First, Fox's promotion of Trump worked too well. He went from making the Republican primary more interesting to follow — and thus better for ratings — to dominating the Republican primary and potentially harming the ideological movement that Fox supports. Murdoch's public opposition to Trump was a signal that the network wasn't likely to tolerate Trump actually becoming the Republican nominee.

Second, Trump had spent much of his time in the hackier corners of the network — outposts of conservative inanity like Fox and Friends. But the debate was led by Fox's more serious personalities. Baier, Kelly, and Wallace want to be known as some of the toughest questioners in news business — and Trump was a chance to prove their journalistic bona fides to the world. So where other Fox personalities wanted to treat Trump well in the hopes he would come back on their shows, Baier, Kelly, and Wallace wanted to embarrass Trump.
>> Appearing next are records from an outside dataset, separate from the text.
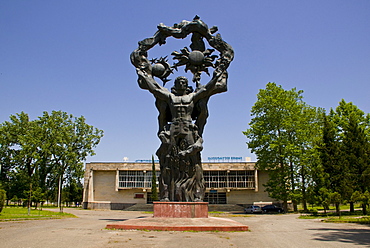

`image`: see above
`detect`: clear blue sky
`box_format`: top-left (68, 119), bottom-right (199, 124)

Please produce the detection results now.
top-left (0, 0), bottom-right (370, 161)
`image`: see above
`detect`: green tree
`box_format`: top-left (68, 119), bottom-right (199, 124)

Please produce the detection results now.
top-left (0, 188), bottom-right (6, 213)
top-left (243, 83), bottom-right (317, 211)
top-left (40, 111), bottom-right (103, 212)
top-left (336, 100), bottom-right (370, 212)
top-left (152, 155), bottom-right (158, 201)
top-left (0, 111), bottom-right (103, 212)
top-left (316, 110), bottom-right (346, 213)
top-left (3, 112), bottom-right (45, 214)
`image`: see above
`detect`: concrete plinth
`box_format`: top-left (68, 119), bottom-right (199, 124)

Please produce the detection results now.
top-left (106, 202), bottom-right (248, 231)
top-left (153, 202), bottom-right (208, 218)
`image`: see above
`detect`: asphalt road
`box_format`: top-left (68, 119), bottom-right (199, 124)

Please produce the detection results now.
top-left (0, 209), bottom-right (370, 248)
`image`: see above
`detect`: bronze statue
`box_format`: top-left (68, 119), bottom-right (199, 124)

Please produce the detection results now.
top-left (131, 16), bottom-right (234, 202)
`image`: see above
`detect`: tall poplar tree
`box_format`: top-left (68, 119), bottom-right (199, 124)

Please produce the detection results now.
top-left (243, 83), bottom-right (316, 211)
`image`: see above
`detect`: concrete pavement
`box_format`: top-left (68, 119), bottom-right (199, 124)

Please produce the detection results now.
top-left (0, 209), bottom-right (370, 248)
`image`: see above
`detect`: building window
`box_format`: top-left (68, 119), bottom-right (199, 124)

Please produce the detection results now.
top-left (118, 170), bottom-right (255, 189)
top-left (204, 192), bottom-right (226, 204)
top-left (203, 171), bottom-right (227, 188)
top-left (228, 171), bottom-right (255, 189)
top-left (203, 170), bottom-right (255, 189)
top-left (118, 171), bottom-right (159, 188)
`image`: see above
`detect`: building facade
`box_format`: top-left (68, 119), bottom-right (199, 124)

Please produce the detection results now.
top-left (83, 162), bottom-right (276, 210)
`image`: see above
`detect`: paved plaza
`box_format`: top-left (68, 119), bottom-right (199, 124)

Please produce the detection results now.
top-left (0, 209), bottom-right (370, 248)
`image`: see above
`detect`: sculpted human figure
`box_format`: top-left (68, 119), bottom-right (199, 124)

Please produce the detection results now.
top-left (130, 16), bottom-right (234, 202)
top-left (137, 69), bottom-right (223, 201)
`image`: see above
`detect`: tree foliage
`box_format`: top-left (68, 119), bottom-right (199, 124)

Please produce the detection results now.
top-left (243, 83), bottom-right (318, 210)
top-left (0, 111), bottom-right (103, 212)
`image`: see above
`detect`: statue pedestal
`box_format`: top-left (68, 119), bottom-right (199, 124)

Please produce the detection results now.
top-left (153, 202), bottom-right (208, 218)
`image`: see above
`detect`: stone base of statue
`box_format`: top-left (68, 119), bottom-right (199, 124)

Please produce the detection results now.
top-left (106, 202), bottom-right (248, 232)
top-left (153, 202), bottom-right (208, 218)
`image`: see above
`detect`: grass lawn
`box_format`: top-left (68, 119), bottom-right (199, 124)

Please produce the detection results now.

Finally, Fox News's incentives had switched. Early in the campaign, the way to get bigger ratings was to build Trump up. But now the whole country was tuning in, and what most people wanted to see was Trump torn down — or at least the fight that would result if Fox News tried to tear Trump down. And that's what they got. It was extraordinary television, and it led Fox to the highest ratings for any cable news program ever broadcast. Fox figured out how to profit off Trump coming and going, and, better yet, they got to decide when Trump was coming and when Trump was going.

Now Trump and Fox News are at war. And, as Nate Silver writes, this is a war Trump probably can't win.

Until now, Trump has mostly been fighting with institutions that Republicans mistrust — like the media, and the Republican establishment in Washington, DC. But 80 percent of Republicans trust Fox News. And Fox News is the most reliable source of cable airtime for Republican candidates trying to reach Republican voters.

Perhaps as importantly, there are few parts of the contemporary conservative movement that aren't woven into Fox News. So Fox has allies that go well beyond its walls. An example is Erick Erickson of RedState.com, who disinvited Trump from a RedState event after his comments about Kelly. Erickson, who has his own history of sexist commentary, is an influential conservative in his own right, but he is also a Fox News contributor.

So far, Trump had found he can divide and conquer by separating a certain segment of the conservative base from the Republican Party. But it's much harder to cleave conservatives from Fox News, because both in terms of money and exposure, it's much more important for leading conservatives to be in the good graces side of Fox News than in the good graces of Donald Trump. The angrier Trump makes Fox News, the fewer friends he will find he has.

Trump's feeling that he's been betrayed by Fox News is understandable, even if his reaction to it is gross and childish. But his declaration of war against a major Fox News personality is unwise, and may mark the beginning of the end of his campaign.